“Shall I come to your rescue?” was the laughing question.
“Not yet; I’m still able to handle her, though there is no telling how soon she will get beyond me. I’ll call you if I see signs,” was called back. “Now go on, you incorrigible woman, and tell your long-suffering child what bee you have buzzing in your bonnet now. A brand new fall bonnet, too! It’s outrageous to so misuse it after all the trouble I’ve been put to to induce you to indulge in it at all, and not sneak off to Madame Elsie with a lot of old finery to be made over into a creation warranted (by her) to deceive the keenest eye. Oh, I know your sly ways, and have to lie awake nights to think how to thwart them. You sly, wicked woman, to deprive me of my sorely needed rest and beauty sleep. Why, I’m growing thin—”
“Alas for consistency!” interrupted Mrs. Carruth, derisively. “A moment ago you assured me you were growing fat. That scores me one, and entitles me to have my little say-so and hold my own against this conspiracy of—how many shall I say? Six. Yes, think of the outrageous odds brought against one weak woman.”
“Weak! Weak! Why, it requires all the energy and shrewdness the combined force can bring to bear upon her to keep her within bounds, doesn’t it, Mary?”
“And we don’t always do it then,” was the bantering reply.
“No, we do not,” was the emphatic agreement. “Neither Mammy, Charles, Eleanor, Jean, Hadyn, you, nor I can feel sure that we have settled her vaulting ambitions at once and for all time. Is your candy ready for me yet?—Don’t need me? Very well, I’ll keep at this job, then; it’s a co-operative job, and the hardest part of it is to hold down my rival. There, those boxes are all packed, and now, Madame busy-body, I’m ready to listen. No, you are not going to tie bows while you talk, it gives you too great an advantage. Look right straight into my eyes, and while you confess your desires to transgress you shall keep up a sub-conscious train of thought along this line: ‘This is my second daughter, Constance Blairsdale Carruth. She is past nineteen years of age. She weighs one hundred and eighteen pounds. She still possesses all her faculties unimpaired. Is endowed (I hope!) with the average degree of intelligence and common sense. She has never been ill a day in her life (whistle and knock wood when you think that), and she is taking mighty good care of the health she enjoys. She has been at work four years transmuting syrups and sugars into dollars and cents, in which undertaking she has met with rather amazing success, and is going to meet with even greater. Her plan is to make one dear, blessed little mother quite independent, and—please God—(these words were spoken in a mere whisper)—she will compass it. Now, are you going to let her do all this quite untrammeled, or are you going to worry her by suggesting all manner of wild plans for doing things for yourself?”
Constance had risen from her chair while speaking, and dropped upon her knees before her mother to clasp her arms about her waist and look into the face she loved best on earth. The girl’s expression was half grave, half merry, though wholly sweet and winning.

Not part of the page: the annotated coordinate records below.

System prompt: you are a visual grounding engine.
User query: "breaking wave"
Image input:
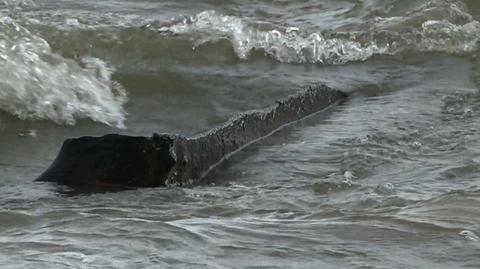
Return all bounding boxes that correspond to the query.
[0,16,126,128]
[150,1,480,64]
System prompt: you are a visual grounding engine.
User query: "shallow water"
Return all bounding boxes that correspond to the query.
[0,0,480,268]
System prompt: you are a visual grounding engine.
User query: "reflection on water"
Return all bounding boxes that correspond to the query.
[0,0,480,268]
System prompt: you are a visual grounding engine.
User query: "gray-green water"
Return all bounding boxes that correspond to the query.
[0,0,480,268]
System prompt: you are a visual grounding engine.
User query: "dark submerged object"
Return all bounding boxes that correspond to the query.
[36,85,346,191]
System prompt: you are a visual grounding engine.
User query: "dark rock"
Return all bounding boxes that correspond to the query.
[37,85,346,191]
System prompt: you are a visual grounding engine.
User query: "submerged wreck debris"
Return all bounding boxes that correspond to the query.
[36,85,346,190]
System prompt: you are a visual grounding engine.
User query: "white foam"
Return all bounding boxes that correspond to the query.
[0,17,126,128]
[156,1,480,64]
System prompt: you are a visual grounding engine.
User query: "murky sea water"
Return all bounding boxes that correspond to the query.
[0,0,480,268]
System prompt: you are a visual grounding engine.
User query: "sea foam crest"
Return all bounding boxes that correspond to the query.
[0,17,126,128]
[156,1,480,64]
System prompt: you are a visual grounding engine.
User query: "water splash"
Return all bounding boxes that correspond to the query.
[153,1,480,64]
[0,17,126,128]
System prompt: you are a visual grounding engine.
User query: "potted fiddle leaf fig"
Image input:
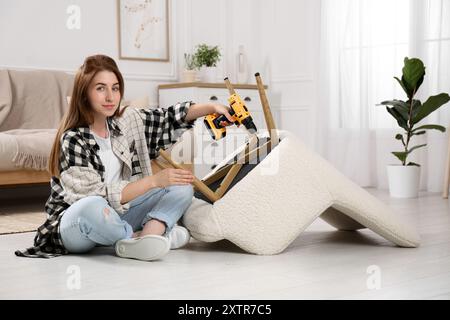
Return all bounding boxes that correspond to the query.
[195,43,221,82]
[379,57,450,198]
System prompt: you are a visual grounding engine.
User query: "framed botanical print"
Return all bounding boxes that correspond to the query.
[117,0,169,61]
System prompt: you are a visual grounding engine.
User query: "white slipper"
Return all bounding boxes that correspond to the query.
[167,226,191,249]
[115,235,170,261]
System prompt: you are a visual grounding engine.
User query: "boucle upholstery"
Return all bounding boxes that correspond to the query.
[183,131,419,254]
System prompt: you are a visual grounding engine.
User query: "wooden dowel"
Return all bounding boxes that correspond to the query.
[223,78,236,95]
[255,72,279,148]
[216,163,243,198]
[159,149,220,202]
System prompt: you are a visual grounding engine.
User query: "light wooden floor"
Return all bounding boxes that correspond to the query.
[0,189,450,299]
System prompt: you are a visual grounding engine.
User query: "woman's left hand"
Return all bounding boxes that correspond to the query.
[214,104,234,126]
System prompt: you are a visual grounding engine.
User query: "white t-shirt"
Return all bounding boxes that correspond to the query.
[91,125,122,184]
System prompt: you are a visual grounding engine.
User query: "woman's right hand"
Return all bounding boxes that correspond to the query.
[153,168,194,188]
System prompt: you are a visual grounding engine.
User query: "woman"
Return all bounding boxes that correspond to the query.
[16,55,232,261]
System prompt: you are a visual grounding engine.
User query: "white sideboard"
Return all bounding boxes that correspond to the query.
[158,82,277,178]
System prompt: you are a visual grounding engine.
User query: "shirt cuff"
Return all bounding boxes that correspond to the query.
[106,180,130,214]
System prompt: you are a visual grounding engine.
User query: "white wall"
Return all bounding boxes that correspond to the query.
[0,0,320,142]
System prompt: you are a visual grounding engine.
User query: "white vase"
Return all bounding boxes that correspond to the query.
[387,165,420,198]
[181,70,197,82]
[200,66,217,83]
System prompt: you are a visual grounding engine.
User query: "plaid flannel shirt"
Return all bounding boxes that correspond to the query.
[15,102,194,258]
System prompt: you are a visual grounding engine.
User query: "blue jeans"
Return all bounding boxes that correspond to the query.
[60,185,193,253]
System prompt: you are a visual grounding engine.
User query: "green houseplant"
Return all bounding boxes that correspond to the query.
[194,43,222,82]
[379,57,450,198]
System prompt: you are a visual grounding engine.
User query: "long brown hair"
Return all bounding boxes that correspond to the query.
[48,54,124,177]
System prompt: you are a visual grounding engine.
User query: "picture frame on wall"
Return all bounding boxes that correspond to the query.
[117,0,169,61]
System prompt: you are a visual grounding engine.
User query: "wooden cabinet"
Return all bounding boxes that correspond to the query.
[158,82,266,178]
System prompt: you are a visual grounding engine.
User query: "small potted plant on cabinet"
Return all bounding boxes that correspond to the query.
[379,57,450,198]
[195,44,221,82]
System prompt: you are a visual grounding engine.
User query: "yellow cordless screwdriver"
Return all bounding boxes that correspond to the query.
[204,78,257,140]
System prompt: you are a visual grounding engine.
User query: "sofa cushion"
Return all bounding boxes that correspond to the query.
[0,70,73,131]
[0,129,56,171]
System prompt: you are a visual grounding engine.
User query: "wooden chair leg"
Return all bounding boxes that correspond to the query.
[159,149,220,202]
[255,72,280,149]
[442,126,450,199]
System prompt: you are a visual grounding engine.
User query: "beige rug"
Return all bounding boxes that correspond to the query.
[0,212,46,234]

Mrs. Carruth took the upraised face in both her hands, bent toward it, rested her lips upon the soft, silky hair, and said gently:
“Dear heart, dear heart; my dauntless little daughter. Yes, you are doing all and far more than you have said, and that is exactly the reason I wish to contribute my share. Can’t you see, dear, that I feel such a dull, dull drone in this busy hive?”
“Dull?—when you keep the hive in such running order that we never even suspect where the machinery which runs it is located. Dull?—when you keep our home as charming in every detail as it was when you had ample means at your command to conduct it. Dull?—when you are here every moment as its sweet and gracious head to make it such a home as few know in this northern world, where homes for the most part mean simply a roof to cover one, and under which food is served three times daily. Mother, can’t you see and feel what you are doing for us girls? How you are surrounding us with an atmosphere so beautiful, so exceptional in these days of hurry and bustle that its influence must bide with us all our days and remain a dear memory all our lives? We may leave it sooner or later, other duties may call us away, but nothing, nothing can ever deprive us of all this—” Constance raised one arm to sweep it comprehensively over the room in which they sat and all-embracingly beyond. “So please let all rest as it is. Let Nonnie work away at college, and later—” here a merry twinkle filled the girl’s eyes—“let her, well, let her take up the co-ed plan, if she likes. Things seem shaping that way if the signs can be trusted. Let me boil a way to fame and fortune. Let Jean—if Fate so decrees—though by the same token I’ve a notion she won’t, follow in Nonnie’s footsteps. Alack! Jean’s energies do not point toward the campus of —— college. I misdoubt,” and Constance smiled. Then, turning serious again, she resumed: “Will you promise me something?”